From: Max Blanchet <MaxBlanchet@worldnet.att.net>

>From the Haitian Times

The Most Dangerous Haitians, Diaspora

I'm a member of a dangerous and subversive group of
Haitians. I'm a "Diaspora." We must be a threat to folks
in Haiti because we are treated which such disdain by
some of our brethren back home: most of all, by
those who hold or seek power.

I haven't heard so much condescension heaped on
a group of people since I was a little boy in
Port-au-Prince, listening to bourgeois and
near-bourgeois Haitians exercising their scorn
on "vye blan," the Creole equivalent of "white trash."
The irony of this opprobrium on the Haitian
Diaspora is that this same group plays a critical
role in helping Haiti survive. According to international
agencies, Haitians in America send
$800 million back home to relatives each year.

These funds (far larger than the national budget-when
there is one) keep tens of thousands of families from
starving, thousands of children clothed and in school,
and hundreds of businesses thriving because of
the buying power created by the imported funds. But
there is another aspect to Diaspo life in America that
makes some people back home uneasy. It is the
success of so many who have left. We know about the
middle-class professionals who fled the various Duvalier
regimes. They had the easiest transition to jobs as
doctors, lawyers, professors, and managers in this country.

There is also the curious footnote of elite Haitian
women who learned humility and hard work as caregivers
and maids. But the far more important story is that of
the poor Haitian immigrants who have leapt to
middle class status in America through jobs in
corporations, city government, hospitals and the
universities. It is the tale of the many villagers and
"moun mòn" from Gonaïves, Jérémie, Grande-Rivière
and Anse-à-Veaux who worked as porters, and busboys
and housemaids and delivery clerks and janitors and
sweated in the toughest, meanest factories.

Yet, in a single generation those from the very
bottom of Haiti have accomplished in America what
they dared not hope at home. They have significantly
bettered their own lives and they have vastly elevated
the opportunities for their children. People who planted
corn or sugar cane, who worked in the homes of
Port-au-Prince's well-to-do, who at best hoped they
could send their children to school or find them a dubious
opportunity working in a middle-class home as a
"restavek," have been attending college graduations,
buying homes in Elmhurst and East Orange, North Miami
and Boston and building dream homes in Haiti.

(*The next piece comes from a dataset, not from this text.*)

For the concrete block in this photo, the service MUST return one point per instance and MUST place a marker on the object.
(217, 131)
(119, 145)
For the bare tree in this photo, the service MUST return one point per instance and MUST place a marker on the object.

In a single generation, tens of thousands of
Haitian-Americans (and that is what they are) have
graduated from the best colleges and universities
and begun to penetrate the inner circles of corporate
America, as lawyers, engineers, administrators,
investment bankers, artists and musicians. They have
embraced an American lifestyle without losing their
Haitian roots. They speak English fluently but Creole

at home and English in Haitian gatherings. By discarding
French, with its social weight and capacity to define and
divide, they have consciously sought to minimize the
effects of background and class among Haitians in
America. It is this American experience that is the
most dangerous to certain people back home.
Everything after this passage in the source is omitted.